According to the results of the antibacterial activity assay, the nanocomposite hydrogel showed, at a concentration of 1 mg/mL, significant activity against the growth of Gram (−) bacteria Escherichia coli ATCC 25922 (64.9%) and Yersinia enterocolitica NCTC 12982/ATCC 9610 (60.6%), as well as against the Gram (+) bacteria Staphylococcus aureus ATCC 6538 (79.1%) and Bacillus cereus NCTC 10320/ATCC 9634 (55.3%). The hydrogel with NADES-OLE demonstrated satisfactory inhibitory activity against Escherichia coli ATCC 25922 (57.7%) at a concentration of 1 mg/mL. Finally, it is worth mentioning that hydrogels with NADES also showed antibacterial activity, confirming that NADES enhanced the bioactivity of the antibacterial system.

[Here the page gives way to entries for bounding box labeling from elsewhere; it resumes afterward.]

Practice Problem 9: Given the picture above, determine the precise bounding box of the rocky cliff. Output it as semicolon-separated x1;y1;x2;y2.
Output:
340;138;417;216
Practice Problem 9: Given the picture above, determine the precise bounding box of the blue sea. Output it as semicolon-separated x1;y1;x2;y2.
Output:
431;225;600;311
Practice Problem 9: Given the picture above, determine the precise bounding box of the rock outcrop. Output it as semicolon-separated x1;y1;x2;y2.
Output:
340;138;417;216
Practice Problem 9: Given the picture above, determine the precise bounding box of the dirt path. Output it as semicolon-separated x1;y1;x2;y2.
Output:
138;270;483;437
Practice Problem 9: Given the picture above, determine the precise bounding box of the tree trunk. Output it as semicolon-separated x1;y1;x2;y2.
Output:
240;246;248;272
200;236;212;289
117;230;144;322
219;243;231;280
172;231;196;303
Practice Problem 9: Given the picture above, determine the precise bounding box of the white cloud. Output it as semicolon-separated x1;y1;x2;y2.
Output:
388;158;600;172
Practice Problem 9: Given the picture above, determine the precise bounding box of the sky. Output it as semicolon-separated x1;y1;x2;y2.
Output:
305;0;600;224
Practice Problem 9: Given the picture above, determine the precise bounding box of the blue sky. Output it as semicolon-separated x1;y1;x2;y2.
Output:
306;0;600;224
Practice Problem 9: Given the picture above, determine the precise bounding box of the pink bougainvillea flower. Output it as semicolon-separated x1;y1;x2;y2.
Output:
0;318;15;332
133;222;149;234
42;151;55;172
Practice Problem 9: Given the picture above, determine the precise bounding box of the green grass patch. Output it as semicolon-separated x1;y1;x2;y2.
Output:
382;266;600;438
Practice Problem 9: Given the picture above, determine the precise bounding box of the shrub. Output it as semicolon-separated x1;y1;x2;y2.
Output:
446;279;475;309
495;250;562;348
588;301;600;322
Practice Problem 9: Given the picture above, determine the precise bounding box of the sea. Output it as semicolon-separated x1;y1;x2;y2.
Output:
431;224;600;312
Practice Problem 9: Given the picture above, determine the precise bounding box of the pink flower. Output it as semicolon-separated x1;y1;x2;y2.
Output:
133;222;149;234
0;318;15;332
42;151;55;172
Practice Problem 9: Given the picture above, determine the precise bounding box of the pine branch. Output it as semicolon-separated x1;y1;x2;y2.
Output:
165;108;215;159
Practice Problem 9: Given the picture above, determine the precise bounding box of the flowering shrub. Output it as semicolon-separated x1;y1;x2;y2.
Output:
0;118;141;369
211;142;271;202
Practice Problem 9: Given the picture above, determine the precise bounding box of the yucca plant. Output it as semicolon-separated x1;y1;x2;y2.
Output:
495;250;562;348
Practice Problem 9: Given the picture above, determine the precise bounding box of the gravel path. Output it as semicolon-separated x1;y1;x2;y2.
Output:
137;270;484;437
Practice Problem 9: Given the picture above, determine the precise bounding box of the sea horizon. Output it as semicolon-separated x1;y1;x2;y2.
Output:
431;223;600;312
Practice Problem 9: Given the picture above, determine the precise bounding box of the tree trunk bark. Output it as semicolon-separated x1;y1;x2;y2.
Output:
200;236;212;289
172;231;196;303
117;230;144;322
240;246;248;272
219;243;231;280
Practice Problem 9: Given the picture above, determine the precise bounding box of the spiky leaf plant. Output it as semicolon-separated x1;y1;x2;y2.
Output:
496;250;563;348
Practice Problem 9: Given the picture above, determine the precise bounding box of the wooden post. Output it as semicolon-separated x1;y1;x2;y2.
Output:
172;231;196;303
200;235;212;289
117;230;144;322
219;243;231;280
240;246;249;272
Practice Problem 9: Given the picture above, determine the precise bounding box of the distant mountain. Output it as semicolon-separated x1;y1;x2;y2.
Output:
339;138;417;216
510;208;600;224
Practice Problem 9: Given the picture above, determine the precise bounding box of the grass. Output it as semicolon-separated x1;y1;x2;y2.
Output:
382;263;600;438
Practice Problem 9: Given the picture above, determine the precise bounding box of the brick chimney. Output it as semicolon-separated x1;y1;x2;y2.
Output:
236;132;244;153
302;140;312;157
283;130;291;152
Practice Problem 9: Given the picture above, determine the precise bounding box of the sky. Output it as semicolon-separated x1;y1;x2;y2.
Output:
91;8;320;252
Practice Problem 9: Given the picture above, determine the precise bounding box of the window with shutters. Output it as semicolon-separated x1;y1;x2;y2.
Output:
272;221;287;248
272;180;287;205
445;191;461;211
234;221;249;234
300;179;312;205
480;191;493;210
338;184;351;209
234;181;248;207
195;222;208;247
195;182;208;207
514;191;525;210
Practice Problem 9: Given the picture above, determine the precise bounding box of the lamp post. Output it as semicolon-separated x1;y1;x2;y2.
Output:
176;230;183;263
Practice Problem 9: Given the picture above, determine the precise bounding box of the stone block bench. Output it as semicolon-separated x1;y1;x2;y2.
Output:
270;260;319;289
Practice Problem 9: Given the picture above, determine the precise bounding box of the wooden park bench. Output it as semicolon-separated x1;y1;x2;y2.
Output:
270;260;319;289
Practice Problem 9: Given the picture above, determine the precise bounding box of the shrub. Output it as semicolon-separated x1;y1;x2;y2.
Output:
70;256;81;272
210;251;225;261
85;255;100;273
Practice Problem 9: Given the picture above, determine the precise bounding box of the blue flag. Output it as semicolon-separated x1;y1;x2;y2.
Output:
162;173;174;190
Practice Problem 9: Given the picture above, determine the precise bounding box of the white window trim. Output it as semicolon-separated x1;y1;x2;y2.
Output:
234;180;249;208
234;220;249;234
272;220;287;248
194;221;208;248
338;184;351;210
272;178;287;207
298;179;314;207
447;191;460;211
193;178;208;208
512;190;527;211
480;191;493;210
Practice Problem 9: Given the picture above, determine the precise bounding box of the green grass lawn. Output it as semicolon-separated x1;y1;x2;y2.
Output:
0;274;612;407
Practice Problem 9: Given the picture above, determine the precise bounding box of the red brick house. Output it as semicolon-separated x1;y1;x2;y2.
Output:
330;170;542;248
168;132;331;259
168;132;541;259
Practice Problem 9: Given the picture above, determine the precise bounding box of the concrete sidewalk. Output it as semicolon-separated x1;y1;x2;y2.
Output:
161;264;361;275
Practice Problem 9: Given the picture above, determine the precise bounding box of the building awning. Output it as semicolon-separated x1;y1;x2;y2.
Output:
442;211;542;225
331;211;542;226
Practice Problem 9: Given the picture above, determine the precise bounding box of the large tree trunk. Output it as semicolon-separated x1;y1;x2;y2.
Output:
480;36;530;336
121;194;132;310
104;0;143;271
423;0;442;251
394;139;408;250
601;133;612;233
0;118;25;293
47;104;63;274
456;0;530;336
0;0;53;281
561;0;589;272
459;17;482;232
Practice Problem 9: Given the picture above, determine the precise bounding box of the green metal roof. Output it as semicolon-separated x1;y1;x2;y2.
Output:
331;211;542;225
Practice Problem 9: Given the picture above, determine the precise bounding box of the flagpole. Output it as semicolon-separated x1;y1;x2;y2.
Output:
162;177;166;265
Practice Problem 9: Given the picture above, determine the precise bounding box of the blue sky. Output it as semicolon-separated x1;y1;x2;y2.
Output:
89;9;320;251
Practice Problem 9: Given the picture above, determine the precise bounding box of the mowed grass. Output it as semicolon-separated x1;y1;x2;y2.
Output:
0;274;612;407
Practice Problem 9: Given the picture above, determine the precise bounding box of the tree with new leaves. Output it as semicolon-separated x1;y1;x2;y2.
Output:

Similar studies have shown that both Gram-negative and Gram-positive bacteria could be inhibited by lactic acid-based NADES due to increased acidity that disrupts the bacterial cell membrane and impairs bacterial metabolic functions [41]. When lactic acid-based NADESs are combined with olive leaf extract, the antibacterial potency could be further enhanced through the presence of phenolic compounds such as oleuropein and hydroxytyrosol, which contribute to oxidative stress induction, cell wall destabilization, and enzyme inhibition [42,43]. Additionally, nanocomposite hydrogels containing silver nanoparticles (AgNPs) demonstrate broad-spectrum antibacterial activity, as AgNPs interact with bacterial membranes, generate reactive oxygen species, and disrupt DNA replication, while the hydrogel matrix enables controlled release and sustained contact with microbial cells [8,10].

4. Conclusions

In the present study, nanocomposite alginate hydrogels incorporating silver nanoparticles (AgNPs) were synthesized using a sustainable, green approach. A task-specific Natural Deep Eutectic Solvent (NADES), composed of glucose, lactic acid, and water, was utilized to extract bioactive compounds from olive leaves. This extract served two key functions: (a) as a crosslinking agent for the preparation of alginate hydrogels and (b) as a reducing agent for the in situ synthesis of AgNPs during hydrogel formation under solar light. The resulting nanocomposite hydrogels were characterized for their swelling capacity and water retention in phosphate buffer (pH 5.5), achieving 538% swelling within 180 min and 90% water retention after 250 min. Transmission electron microscopy (TEM) revealed the AgNPs had diverse morphologies, including triangular, hexagonal, and spherical shapes, with sizes ranging from 10 to 20 nm. Antibacterial testing against foodborne pathogens, including Gram-negative (Escherichia coli, Yersinia enterocolitica) and Gram-positive bacteria (Staphylococcus aureus, Bacillus cereus), demonstrated significant antibacterial activity. At a concentration of 1 mg/mL, the nanocomposite hydrogel exhibited inhibition rates of 64.9% against E. coli, 60.6% against Y. enterocolitica, 79.1% against S. aureus, and 55.3% against B. cereus, highlighting its potential for applications in antibacterial treatments.